Амелька разделил между своими рыночниками только что полученную добычу и сказал:
— А парнишка обиделся. За живое зацепил его… Ну, ничего, пускай проглотит. Я его знаю. Он из «красивых». Три года в детдоме жил. Говорят — на рабфак готовится. Звать: Санька Книжный.

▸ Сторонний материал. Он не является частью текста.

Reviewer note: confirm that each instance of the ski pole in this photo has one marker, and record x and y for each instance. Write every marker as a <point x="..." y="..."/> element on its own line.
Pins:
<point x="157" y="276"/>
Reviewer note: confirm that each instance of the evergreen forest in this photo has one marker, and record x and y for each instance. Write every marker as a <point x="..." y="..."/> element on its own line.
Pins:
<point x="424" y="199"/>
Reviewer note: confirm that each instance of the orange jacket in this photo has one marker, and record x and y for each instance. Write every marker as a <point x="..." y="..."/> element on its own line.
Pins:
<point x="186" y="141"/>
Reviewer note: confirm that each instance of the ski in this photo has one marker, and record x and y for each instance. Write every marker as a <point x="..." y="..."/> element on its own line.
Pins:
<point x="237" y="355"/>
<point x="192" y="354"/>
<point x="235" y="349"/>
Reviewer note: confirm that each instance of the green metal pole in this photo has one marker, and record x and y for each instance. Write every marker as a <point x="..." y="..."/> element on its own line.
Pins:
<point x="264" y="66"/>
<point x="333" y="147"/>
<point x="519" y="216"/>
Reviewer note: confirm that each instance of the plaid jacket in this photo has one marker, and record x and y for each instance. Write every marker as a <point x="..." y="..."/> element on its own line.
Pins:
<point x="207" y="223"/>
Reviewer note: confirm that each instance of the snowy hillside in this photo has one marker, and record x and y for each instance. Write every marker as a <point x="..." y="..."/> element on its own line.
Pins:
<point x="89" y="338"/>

6. РУССКИЙ ИВАН-ДУРАК. ДУНЬКА ТАРАКАН
Пришел утомленный, встревоженный Дизинтёр. После драки он с полудня рыл в городе канаву, работал за двоих, устал. Вся баржа встретила его рукоплесканиями, как знатного артиста. Шпана умеет чествовать своих героев. Силач-парень сегодня среди толпы герой. Его кулаки еще до сих пор горят и нервы неспокойны. Дизинтёр не знает, почему он, большой работящий мужик, ввязался в драку, защищая эту шатию, которую он рассудком презирал, но глубиною сердца был близок ей, всегда стоял за нее горой. Какая ему от этих оборванцев польза? Вред один. Таким уж, видно, дурачиной уродился — жалеет всех, и нет у него врагов.
Вот и теперь этот русский современный Иван-дурак, ничем не ответив, а только ласково и глуповато осклабясь на шумные приветствия беспризорной рвани, поискал глазами, где лежит тяжко болящий Спирька Полторы-ноги, и грузно возле него уселся.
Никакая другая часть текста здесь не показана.